At the time, I really took this lesson to heart and began seeking out new matchsticks anywhere I could. If I had the choice between sitting at home and binge-watching My Secret Neurosis Makeover Challenge, Alabama Edition on Netflix or going out and experiencing something, I’d put on my shoes and head out the door.
And for me, it really worked. Not only did I gather future idea sparks, I gathered what ended up being some amazing opportunities. I attribute my current job (which I love) to a matchstick. I met some incredible people because of it. For years it was a way of life, where I had limited FOMO because I wasn’t ‘MO’ on anything. Speak on a panel? Sure! New exhibit coming to the museum? Let’s go! Plan a ridiculously stressful, logistically-nightmarish, weekend-long event…numerous times? Sign me up! Even activities that sounded less than appealing made it to my date book, and while I might have whined like a four-year-old when I had to put real-lady pants on instead of sweats, I can’t recall a single time I regretted it.

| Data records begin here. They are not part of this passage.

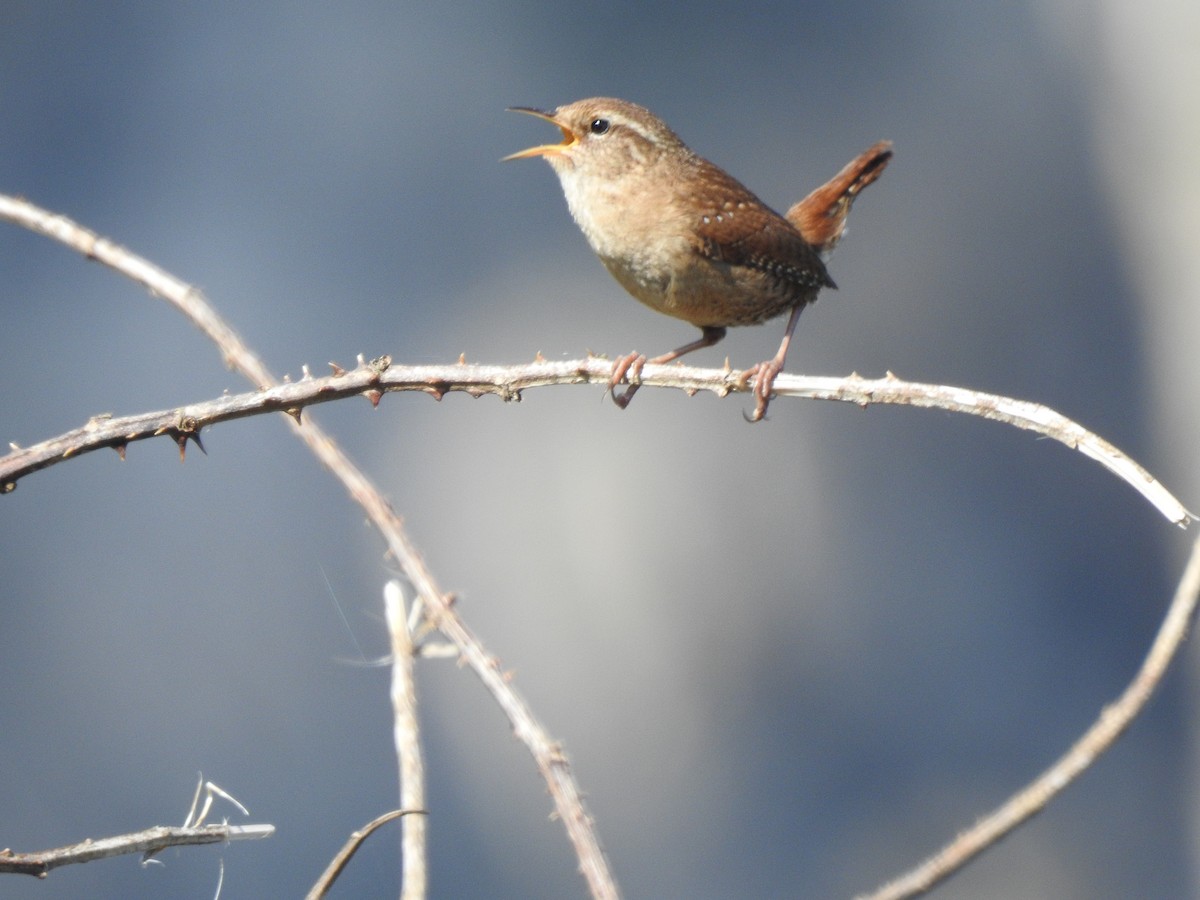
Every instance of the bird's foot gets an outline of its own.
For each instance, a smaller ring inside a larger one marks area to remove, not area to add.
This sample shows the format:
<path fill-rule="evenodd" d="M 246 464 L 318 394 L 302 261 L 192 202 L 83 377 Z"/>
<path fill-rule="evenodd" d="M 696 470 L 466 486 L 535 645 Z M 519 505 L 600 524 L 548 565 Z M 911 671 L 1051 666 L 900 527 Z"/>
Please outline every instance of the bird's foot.
<path fill-rule="evenodd" d="M 618 356 L 612 364 L 612 374 L 608 378 L 608 390 L 612 391 L 612 402 L 624 409 L 629 401 L 641 388 L 636 382 L 642 377 L 642 366 L 646 365 L 646 354 L 634 350 L 624 356 Z M 623 394 L 617 394 L 617 385 L 622 382 L 634 382 Z"/>
<path fill-rule="evenodd" d="M 756 366 L 750 366 L 738 378 L 738 383 L 745 386 L 754 379 L 755 408 L 754 413 L 745 416 L 748 422 L 760 422 L 767 415 L 767 404 L 770 403 L 772 389 L 775 386 L 775 377 L 784 371 L 784 362 L 779 359 L 769 359 Z"/>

But now, in my quest for peace and with the hope of becoming a low-to-moderately-anxious human-being again, I’ve been reading about another way of life. An opposing way of life. Essentialism. The idea behind it is to “quiet the noise,” say “no” more often, unless, in your heart, it’s an overwhelming “yes,” and emphasize quality over quantity. Part of me thinks this makes sense. I shouldn’t allow others to dictate my agenda. I should live the life that I consciously choose to live, not what the requests in my inbox dictate. But another part of me thinks about all of those great matchsticks I wouldn’t have collected had I been self-serving instead.
A pocket full of matchsticks could burn me right out but passing them up completely could leave me cold. Maybe the real lesson I’m learning is that there isn’t one premier philosophy for everyone, and as I evolve (cough cough, get older), I just need to keep reevaluating what works best for me.